Hello friends. Sorry it has been so long.
I just finished watching American Experience on KQED. You may recall from previous posts that I am a big fan of public media, though I watch PBS infrequently. Much more of a public radio person.
But tonight's episode is the final one of "A House Divided," about Lincoln's final 6 months of life. The passage of the 13th Amendment. The end of the Civil War. And then, merely four days later, assassination. Horrible. I cried, which should come as no great shock to those who know me.
Lincoln was a great president. One of character, deep abiding principle, and tenacity. He fought for what he believed in. He managed incredible division across the country during our most trying time. And he fundamentally changed our country for the better.
President Obama is a big fan of Lincoln, and I would love to say that his legacy will be viewed in future years as similarly transformative. Since those are huge shoes to fill, I would have settled for a progressive legacy at least. But based on what happened over the past few weeks, I just cannot see myself in years hence looking back on his presidency with anything but disappointment and dismay.
Of course, I'm thinking now about today's debt ceiling vote and the travesty I feel that it is. Spending cuts to hurt many if not most, tax increases for none, not even for those who can afford it. So much for sharing the pain and the social compact. I'm told they spared food stamps from the chopping block. I suppose I should be thankful for that, though that is setting the bar really, really low. And God only knows what else will be cut in the coming months.

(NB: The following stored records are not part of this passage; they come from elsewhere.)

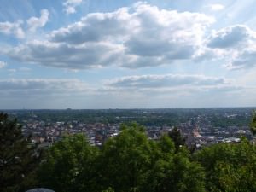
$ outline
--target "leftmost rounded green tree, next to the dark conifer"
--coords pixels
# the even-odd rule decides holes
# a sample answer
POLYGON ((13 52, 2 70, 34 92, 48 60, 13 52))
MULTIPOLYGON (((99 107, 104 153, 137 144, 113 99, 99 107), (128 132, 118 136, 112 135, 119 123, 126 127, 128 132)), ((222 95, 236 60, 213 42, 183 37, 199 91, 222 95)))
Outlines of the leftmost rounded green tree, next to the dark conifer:
POLYGON ((49 148, 39 167, 40 185, 61 192, 98 191, 97 156, 98 149, 90 146, 84 134, 63 137, 49 148))

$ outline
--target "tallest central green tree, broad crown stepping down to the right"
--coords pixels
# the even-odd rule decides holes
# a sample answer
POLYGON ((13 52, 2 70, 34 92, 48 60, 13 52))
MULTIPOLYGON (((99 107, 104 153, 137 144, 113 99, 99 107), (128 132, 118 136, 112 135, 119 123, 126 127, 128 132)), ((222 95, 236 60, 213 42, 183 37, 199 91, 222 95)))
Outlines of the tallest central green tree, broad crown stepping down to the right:
POLYGON ((176 148, 166 135, 148 140, 143 127, 123 126, 102 148, 102 180, 114 191, 203 192, 204 171, 191 162, 186 148, 176 148), (193 176, 193 177, 191 177, 193 176))

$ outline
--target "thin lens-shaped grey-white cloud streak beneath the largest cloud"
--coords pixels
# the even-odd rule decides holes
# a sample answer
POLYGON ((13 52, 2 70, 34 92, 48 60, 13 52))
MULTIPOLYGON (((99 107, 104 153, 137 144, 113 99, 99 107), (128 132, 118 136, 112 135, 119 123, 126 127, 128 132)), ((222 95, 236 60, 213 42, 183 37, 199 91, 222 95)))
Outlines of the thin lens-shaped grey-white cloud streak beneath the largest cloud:
POLYGON ((190 74, 140 75, 127 76, 120 79, 108 80, 105 85, 117 89, 160 90, 178 88, 216 88, 230 85, 231 79, 207 77, 190 74))

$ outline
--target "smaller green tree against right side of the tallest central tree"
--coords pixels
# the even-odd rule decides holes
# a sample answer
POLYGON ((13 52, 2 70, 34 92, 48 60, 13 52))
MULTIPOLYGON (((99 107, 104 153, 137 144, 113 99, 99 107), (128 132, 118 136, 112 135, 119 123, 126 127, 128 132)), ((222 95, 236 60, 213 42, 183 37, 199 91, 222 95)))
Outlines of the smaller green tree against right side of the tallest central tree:
POLYGON ((148 188, 144 191, 156 192, 203 192, 205 174, 197 162, 190 160, 188 149, 179 148, 176 152, 171 138, 163 136, 158 142, 160 156, 148 177, 148 188), (191 177, 193 176, 193 177, 191 177))

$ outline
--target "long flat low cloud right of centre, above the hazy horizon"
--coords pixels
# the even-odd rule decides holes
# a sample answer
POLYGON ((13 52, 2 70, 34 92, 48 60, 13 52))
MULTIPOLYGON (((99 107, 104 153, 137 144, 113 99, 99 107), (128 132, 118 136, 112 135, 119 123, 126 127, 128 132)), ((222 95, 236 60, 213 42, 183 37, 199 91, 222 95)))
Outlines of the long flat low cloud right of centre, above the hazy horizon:
POLYGON ((211 91, 236 91, 243 89, 233 79, 190 74, 138 75, 111 79, 105 82, 106 90, 140 92, 143 94, 196 95, 211 91))

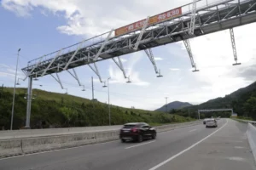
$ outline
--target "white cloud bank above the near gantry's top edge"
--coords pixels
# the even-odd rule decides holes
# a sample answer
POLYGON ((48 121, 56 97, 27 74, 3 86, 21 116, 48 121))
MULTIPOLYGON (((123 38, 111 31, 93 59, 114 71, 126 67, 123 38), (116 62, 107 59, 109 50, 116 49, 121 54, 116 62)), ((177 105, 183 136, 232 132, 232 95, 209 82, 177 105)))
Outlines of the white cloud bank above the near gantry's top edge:
POLYGON ((119 0, 3 0, 2 6, 22 17, 31 15, 36 8, 47 9, 52 14, 65 17, 67 20, 67 24, 56 28, 58 31, 68 35, 91 37, 188 2, 189 0, 175 3, 169 0, 162 0, 161 3, 154 0, 139 2, 137 0, 122 2, 119 0), (108 10, 109 8, 111 10, 108 10))

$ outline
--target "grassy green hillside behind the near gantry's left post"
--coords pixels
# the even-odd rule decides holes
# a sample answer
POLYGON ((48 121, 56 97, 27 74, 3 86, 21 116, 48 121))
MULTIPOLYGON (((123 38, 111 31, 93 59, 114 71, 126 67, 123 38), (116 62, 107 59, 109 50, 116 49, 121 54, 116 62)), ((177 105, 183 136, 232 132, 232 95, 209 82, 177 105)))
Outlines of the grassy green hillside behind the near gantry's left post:
MULTIPOLYGON (((26 88, 16 89, 14 129, 26 122, 26 88)), ((67 94, 33 89, 32 128, 84 127, 108 125, 108 105, 67 94)), ((0 88, 0 127, 9 129, 13 88, 0 88)), ((125 122, 148 122, 151 125, 187 122, 192 119, 158 111, 144 111, 111 106, 112 125, 125 122)))

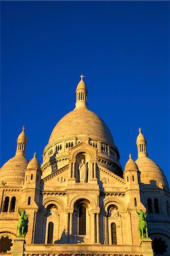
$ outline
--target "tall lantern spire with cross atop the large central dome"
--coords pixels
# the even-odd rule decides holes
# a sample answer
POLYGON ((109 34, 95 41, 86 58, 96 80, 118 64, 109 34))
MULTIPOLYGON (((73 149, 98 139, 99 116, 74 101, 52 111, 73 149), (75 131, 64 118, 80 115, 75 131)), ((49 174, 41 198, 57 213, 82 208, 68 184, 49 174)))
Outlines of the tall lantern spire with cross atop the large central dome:
POLYGON ((87 96, 88 96, 88 90, 86 88, 85 82, 84 82, 84 75, 80 76, 81 80, 78 82, 77 88, 76 88, 76 108, 88 108, 88 102, 87 102, 87 96))

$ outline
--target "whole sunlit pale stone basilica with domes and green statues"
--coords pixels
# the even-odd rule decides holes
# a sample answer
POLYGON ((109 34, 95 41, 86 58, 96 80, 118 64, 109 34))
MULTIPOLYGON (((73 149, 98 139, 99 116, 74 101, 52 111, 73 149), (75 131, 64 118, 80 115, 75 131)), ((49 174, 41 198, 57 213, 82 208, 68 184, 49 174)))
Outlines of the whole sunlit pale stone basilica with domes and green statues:
POLYGON ((167 178, 141 129, 138 158, 130 154, 122 169, 80 77, 75 108, 52 130, 42 164, 36 153, 27 159, 23 127, 15 156, 1 167, 0 255, 169 256, 167 178))

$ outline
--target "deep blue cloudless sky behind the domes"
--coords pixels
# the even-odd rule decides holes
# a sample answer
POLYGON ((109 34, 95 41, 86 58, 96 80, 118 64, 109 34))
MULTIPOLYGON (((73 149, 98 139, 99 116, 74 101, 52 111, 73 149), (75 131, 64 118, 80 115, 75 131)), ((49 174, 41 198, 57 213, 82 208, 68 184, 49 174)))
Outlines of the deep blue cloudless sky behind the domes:
MULTIPOLYGON (((169 2, 1 1, 1 166, 26 126, 27 158, 74 108, 81 73, 89 109, 113 134, 122 167, 142 127, 169 175, 169 2)), ((169 179, 169 177, 168 177, 169 179)))

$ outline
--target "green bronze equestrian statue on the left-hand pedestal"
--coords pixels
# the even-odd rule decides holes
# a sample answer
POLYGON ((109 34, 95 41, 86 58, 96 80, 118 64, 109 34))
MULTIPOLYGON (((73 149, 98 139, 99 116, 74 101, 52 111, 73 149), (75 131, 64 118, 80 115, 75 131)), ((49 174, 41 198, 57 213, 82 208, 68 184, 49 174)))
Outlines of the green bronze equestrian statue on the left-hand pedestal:
POLYGON ((26 236, 28 232, 28 217, 30 217, 28 214, 26 214, 26 211, 23 209, 22 212, 19 212, 18 207, 18 213, 20 215, 20 220, 18 221, 18 237, 24 237, 26 236))

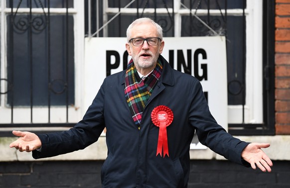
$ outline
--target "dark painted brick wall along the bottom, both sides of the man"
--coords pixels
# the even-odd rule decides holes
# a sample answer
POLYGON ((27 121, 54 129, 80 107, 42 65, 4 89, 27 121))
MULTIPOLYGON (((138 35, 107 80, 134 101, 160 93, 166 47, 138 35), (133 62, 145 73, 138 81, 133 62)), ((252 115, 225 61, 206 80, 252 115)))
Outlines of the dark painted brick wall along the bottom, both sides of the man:
MULTIPOLYGON (((290 188, 290 161, 263 173, 227 160, 192 160, 188 188, 290 188)), ((0 188, 101 188, 103 161, 0 163, 0 188)))

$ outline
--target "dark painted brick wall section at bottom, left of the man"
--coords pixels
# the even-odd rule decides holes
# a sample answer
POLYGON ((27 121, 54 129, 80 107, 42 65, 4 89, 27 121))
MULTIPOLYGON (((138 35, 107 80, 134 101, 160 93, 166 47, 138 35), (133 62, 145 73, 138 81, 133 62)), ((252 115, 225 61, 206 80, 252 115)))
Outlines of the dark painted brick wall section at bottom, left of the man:
POLYGON ((101 188, 103 161, 0 163, 0 188, 101 188))

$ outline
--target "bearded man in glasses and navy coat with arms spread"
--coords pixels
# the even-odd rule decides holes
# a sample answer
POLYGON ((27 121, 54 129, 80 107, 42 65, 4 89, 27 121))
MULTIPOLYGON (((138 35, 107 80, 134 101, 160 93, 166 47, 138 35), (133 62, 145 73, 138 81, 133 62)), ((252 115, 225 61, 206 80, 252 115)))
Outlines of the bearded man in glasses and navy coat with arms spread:
POLYGON ((108 157, 103 187, 186 188, 189 146, 199 141, 244 166, 271 172, 272 161, 261 150, 270 144, 246 143, 228 134, 212 117, 199 81, 173 70, 160 55, 162 28, 149 18, 127 30, 127 70, 104 80, 83 120, 68 131, 20 136, 10 144, 32 151, 35 159, 83 149, 106 127, 108 157))

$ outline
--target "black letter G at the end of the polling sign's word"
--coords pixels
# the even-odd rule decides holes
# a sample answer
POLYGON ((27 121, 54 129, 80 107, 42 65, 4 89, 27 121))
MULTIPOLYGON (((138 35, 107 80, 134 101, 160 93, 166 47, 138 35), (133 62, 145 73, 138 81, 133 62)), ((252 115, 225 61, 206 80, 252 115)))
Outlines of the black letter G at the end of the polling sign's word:
POLYGON ((199 48, 194 52, 194 77, 197 78, 199 81, 207 80, 207 64, 201 64, 201 69, 203 70, 202 75, 198 74, 198 55, 202 55, 202 59, 206 59, 206 52, 204 49, 199 48))

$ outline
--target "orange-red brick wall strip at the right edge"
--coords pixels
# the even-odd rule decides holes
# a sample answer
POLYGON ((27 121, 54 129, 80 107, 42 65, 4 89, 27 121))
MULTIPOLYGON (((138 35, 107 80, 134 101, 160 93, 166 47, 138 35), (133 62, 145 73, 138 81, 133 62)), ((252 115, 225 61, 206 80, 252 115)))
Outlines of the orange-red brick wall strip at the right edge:
POLYGON ((276 134, 290 135, 290 0, 276 0, 276 134))

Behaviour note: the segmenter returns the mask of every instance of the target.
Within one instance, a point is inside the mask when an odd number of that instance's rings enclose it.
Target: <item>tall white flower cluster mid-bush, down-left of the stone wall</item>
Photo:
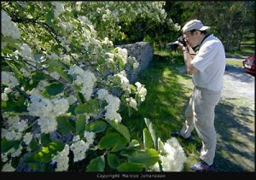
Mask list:
[[[84,71],[77,65],[70,67],[68,73],[77,75],[76,80],[73,83],[82,85],[82,90],[80,90],[80,92],[84,95],[87,101],[90,101],[90,96],[93,92],[93,87],[97,80],[94,73],[91,73],[90,70]]]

Maybe this can still be salvaged from the depths before it's all over, but I have my doubts, because I feel that our politicians, particularly the Democrats, lack those qualities attributed to Lincoln. Principle. Responsibility. Courage. The only people who stood up for anything, misguided and wrong that they are, were those super conservative "Tea Party" Republicans. They have successfully led their constituents down the primrose path towards what I (along with Paul Krugman, someone far more qualified) fear will be further economic disaster, and at the end, middle class America will be sacrificed on the altar of big business.
Throughout all this, Democrats stood for very little. They were the party of "No, please, no..." and never made a case for themselves and their viewpoint. They rolled over. President Obama asked us to tweet our disapproval to Congress. How's that for leadership?
So tonight, I am left feeling that people I thought cared about what I care about are pathetic and spineless and are undeserving of my political devotion. They didn't try hard enough to convince people that they were right. And so, we will have to deal with the consequences of truly misguided policy that will result in a wider gap between rich and poor for years and years to come.
America's house is divided. But unlike in 1865, we do not have a President who will stand up and do what is right. It is a sad, sad day, not only for progressives, but for everyone.